The devastating COVID-19 pandemic has had a profound impact on health-care professionals, including Hines. “We are all tired and we are doing the very best that we can with limited resources,” she notes. “I hope that the pandemic has shined a light on the fractures in our health-care system and they can be repaired.”
Nurse Practitioner Award Recipient: Aric Rankin
The recipient of this year’s nurse practitioner (NP) category in the Nursing Now Ontario Awards is Aric Rankin. For the past 10 years, Rankin has worked at De dwa da dehs nye > Aboriginal Health Centre in Hamilton as a primary care NP. Rankin says that his initial draw to the nursing profession happened when he was 15 years old and hospitalized. During his stay, which lasted several months, he got to witness firsthand the important and compassionate work that nurses carry out daily.
Rankin’s interest in working with Indigenous communities was sparked by an Indigenous health-care provider who was a guest speaker during his undergraduate nursing program at the University of Windsor. He found himself captivated by her stories and the use of Indigenous knowledge, medicine and traditions to bring wellness to the community. He has worked in isolated First Nations fly-in communities.

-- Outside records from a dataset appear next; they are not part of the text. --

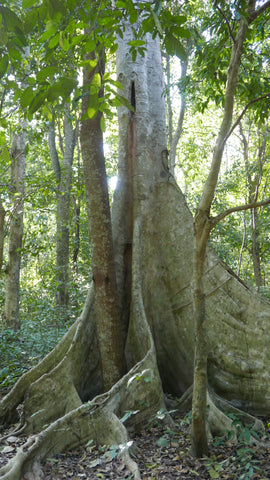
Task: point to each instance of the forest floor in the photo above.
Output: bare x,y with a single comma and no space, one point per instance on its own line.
161,452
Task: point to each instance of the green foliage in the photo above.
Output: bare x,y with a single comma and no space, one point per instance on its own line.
19,351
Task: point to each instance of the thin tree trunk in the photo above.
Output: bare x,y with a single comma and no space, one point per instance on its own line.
63,176
12,300
202,229
253,192
179,128
242,245
99,220
2,233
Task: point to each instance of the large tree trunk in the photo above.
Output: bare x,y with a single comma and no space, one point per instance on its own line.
153,235
109,332
12,299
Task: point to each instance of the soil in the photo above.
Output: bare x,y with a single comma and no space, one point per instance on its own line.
161,452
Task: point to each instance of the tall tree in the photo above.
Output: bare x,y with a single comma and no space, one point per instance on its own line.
63,176
110,337
17,184
203,225
154,239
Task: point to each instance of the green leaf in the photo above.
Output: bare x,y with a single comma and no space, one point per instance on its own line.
174,47
5,155
90,45
62,88
120,4
54,41
27,97
162,441
180,32
37,101
93,106
124,102
45,73
136,43
133,16
28,3
4,62
30,20
213,473
11,19
102,124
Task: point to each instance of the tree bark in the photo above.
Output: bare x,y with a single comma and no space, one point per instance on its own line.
110,338
158,309
2,233
12,299
202,229
63,175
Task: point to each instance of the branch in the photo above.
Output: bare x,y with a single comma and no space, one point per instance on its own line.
259,11
217,218
243,113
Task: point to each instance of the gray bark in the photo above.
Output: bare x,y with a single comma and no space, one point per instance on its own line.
158,310
2,233
12,298
109,332
63,175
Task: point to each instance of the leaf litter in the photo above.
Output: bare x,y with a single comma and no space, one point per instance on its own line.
162,453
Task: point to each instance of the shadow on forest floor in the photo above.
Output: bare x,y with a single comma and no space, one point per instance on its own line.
161,453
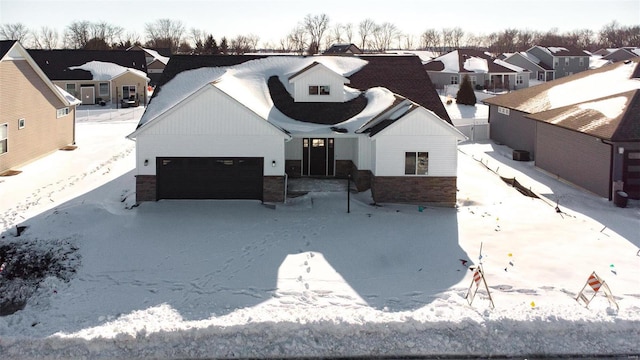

While being exposed to the resiliency and beauty of various communities he visited, Rankin became acutely aware of the barriers to care that community members experienced and the systemic racism Indigenous people face. This inspired him to continue his education and become an NP.
Rankin worked collaboratively with an interprofessional team to develop programming for chronic disease management at his clinic. He also developed relationships with external Indigenous organizations to provide optimal care for his clients and their families. Rankin is actively involved as a mentor, supporting others in achieving excellence in all nursing domains.
Rankin worked as a clinical instructor at Western University and was a preceptor and a clinical tutor for the NP program at McMaster University. He is also a member of RNAO’s NP Task Force. Rankin is currently pursuing his doctoral degree with a focus on Indigenous health, health equity and health system reform.